The results of this study showed that compared with the traditional open reduction and internal fixation, the minimally invasive open reduction and internal fixation for multiple rib fracture using thoracoscope combined with ISSW not only had less damage to patients, but also had a significantly better effect. Based on analyses, this is because the traditional large incision rib fracture open reduction and internal fixation needs to cut off partial chest wall muscles and nerves (long thoracic and thoracodorsal nerve) during operation, damaging some blood vessels below incisions, thus resulting in a higher incision infection rate and postoperative dysfunction: limited upper limb, shoulder and back function, long-term numbness of affected chest. However, open reduction and internal fixation for multiple rib fracture using thoracoscope combined with ISSM is a surgical method based on ISSM, which, compared to conventional surgery, can provide good lighting, comprehensively probe the tissues and structures around the broken ends of fractures in an intuitive and clear manner, determine the specific location, number and severity of fractures, effectively prevent the injury to intercostal vascular nerves, and reduce postoperative intrathoracic bleeding and effusion. At the same time, it does not cut off the chest wall muscles and nerves and can significantly reduce postoperative complications. It can be used for surgical opening on anterior, posterior and lateral ribs, because ISSW is able to go deep into the wound and can be opened internally. The width of the front of the lower supporting plate is less than that of the back, so a better surgical incision shape can be obtained. Moreover, ISSW can also support internally when there is a small opening in an outside incision, which is convenient for surgery and avoids contusion of outside muscles of the incision at the same time, so as to realize the minimally invasive surgery.
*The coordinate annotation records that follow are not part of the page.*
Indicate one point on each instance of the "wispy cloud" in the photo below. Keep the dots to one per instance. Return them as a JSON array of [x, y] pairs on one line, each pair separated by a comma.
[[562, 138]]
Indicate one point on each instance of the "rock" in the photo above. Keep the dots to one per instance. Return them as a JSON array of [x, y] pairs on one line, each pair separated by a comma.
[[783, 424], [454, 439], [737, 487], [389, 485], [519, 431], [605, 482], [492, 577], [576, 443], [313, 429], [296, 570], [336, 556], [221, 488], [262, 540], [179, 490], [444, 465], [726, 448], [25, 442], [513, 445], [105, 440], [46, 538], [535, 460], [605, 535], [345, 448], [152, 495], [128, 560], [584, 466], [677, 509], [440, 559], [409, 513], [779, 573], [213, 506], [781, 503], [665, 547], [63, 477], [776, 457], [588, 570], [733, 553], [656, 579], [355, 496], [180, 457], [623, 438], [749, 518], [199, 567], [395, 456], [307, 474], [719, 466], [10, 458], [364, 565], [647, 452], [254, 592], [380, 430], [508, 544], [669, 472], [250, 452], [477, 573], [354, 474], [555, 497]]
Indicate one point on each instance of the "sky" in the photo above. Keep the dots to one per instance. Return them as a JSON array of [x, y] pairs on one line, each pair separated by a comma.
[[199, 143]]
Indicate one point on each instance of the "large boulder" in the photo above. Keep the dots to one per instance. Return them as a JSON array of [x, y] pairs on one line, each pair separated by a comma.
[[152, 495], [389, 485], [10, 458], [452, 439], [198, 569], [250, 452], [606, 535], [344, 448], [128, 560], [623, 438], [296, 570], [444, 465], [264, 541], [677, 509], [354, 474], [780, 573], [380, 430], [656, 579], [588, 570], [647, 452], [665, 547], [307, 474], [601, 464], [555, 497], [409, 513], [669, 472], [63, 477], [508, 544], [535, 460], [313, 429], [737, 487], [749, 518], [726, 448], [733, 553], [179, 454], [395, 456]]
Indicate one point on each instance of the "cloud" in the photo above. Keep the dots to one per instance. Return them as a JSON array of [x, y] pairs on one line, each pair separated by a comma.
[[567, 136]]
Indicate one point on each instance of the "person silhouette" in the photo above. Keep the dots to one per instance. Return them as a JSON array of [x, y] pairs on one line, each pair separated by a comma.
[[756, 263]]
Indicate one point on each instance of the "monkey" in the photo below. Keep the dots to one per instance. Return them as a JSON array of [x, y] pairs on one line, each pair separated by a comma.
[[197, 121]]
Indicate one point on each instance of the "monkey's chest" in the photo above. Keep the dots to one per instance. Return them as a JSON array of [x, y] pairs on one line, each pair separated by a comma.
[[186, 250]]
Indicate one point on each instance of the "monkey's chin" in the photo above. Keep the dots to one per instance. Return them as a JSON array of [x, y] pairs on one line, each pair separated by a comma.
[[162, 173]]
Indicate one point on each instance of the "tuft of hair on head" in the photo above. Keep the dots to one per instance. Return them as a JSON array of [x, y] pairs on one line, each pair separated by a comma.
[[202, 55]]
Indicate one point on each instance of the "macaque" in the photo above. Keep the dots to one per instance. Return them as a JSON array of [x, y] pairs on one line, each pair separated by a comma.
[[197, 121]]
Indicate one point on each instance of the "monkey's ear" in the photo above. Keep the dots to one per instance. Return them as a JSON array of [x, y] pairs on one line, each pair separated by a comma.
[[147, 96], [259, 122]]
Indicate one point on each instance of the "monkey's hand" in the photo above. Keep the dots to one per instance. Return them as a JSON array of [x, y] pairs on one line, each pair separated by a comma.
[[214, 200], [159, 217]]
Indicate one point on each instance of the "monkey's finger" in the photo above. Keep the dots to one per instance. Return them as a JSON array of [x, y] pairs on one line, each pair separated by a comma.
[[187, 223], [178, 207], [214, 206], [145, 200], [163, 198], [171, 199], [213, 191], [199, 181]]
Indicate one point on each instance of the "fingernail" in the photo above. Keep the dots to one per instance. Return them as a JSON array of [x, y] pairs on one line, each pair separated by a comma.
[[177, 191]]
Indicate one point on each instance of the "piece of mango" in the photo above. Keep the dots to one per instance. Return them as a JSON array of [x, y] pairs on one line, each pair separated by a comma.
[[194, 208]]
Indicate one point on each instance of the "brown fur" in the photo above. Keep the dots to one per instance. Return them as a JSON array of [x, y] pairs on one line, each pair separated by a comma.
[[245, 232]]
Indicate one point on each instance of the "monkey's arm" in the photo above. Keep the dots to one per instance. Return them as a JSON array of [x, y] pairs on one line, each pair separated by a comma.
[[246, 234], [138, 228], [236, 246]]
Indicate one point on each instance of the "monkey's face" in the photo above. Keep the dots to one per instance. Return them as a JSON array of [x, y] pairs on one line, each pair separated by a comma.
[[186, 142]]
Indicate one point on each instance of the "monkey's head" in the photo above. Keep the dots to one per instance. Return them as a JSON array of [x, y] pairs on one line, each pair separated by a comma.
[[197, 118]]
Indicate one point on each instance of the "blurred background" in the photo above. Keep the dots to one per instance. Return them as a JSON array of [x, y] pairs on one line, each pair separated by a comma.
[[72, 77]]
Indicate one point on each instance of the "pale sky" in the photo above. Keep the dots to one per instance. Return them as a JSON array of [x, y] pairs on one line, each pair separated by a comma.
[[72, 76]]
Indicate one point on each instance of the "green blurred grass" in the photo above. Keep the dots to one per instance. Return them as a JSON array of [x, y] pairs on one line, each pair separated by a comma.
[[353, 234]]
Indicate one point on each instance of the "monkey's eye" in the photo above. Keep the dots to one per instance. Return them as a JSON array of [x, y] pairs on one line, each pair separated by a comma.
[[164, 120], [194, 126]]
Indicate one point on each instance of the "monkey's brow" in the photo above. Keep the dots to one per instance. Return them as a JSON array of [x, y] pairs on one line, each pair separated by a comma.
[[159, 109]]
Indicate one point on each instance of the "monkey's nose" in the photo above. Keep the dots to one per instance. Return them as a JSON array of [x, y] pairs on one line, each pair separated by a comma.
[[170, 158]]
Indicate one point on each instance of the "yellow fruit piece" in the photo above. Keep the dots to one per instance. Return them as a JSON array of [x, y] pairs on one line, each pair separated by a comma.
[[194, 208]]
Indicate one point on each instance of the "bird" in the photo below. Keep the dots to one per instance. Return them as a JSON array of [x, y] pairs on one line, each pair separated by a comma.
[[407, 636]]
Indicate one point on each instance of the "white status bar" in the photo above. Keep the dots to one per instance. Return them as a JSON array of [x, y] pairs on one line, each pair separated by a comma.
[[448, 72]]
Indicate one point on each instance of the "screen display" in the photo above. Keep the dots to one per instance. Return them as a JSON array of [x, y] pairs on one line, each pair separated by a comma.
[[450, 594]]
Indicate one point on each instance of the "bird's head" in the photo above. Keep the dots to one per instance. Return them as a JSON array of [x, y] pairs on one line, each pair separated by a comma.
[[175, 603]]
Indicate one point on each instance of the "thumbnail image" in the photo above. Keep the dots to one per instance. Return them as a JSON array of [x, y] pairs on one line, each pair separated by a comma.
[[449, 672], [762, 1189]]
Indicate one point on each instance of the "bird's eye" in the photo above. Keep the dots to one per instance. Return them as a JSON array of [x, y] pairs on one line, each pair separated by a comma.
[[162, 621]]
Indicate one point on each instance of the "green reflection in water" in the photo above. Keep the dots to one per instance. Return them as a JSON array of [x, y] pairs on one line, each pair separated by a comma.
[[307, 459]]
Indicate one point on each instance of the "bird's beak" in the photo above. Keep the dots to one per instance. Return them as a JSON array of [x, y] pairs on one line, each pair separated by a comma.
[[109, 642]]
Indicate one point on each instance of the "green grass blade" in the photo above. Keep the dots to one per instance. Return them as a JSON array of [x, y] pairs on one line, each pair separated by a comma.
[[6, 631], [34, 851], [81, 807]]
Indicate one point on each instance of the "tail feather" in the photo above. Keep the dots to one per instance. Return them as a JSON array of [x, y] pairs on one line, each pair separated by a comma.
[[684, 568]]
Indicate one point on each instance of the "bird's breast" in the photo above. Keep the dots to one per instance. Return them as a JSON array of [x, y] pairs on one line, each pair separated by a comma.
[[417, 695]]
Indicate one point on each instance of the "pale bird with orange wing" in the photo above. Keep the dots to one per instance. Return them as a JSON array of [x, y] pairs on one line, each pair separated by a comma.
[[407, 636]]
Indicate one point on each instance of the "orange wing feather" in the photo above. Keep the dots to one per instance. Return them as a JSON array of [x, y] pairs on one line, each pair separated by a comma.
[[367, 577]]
There were still shortcomings in the comparison of efficacy in the treatment of patients with rib fracture between traditional incision surgery and minimally invasive surgery using thoracoscope combined with ISSW. For example, all study participants were of the same race due to limited experimental conditions and small research object base, so there may be differences in different ethnic groups. In addition, the subsequent follow-up time for patients was short, so it was unable to evaluate the long-term efficacy of the two surgical methods, which will be constantly improved and perfected in future experiments.

In conclusion, application of thoracoscope combined with ISSW in minimally invasive internal fixation for rib fracture can effectively improve the prognosis of patients and reduce the length of stay and adverse reactions, and has high economic benefits, which is worthy of popularization and application in clinical practice.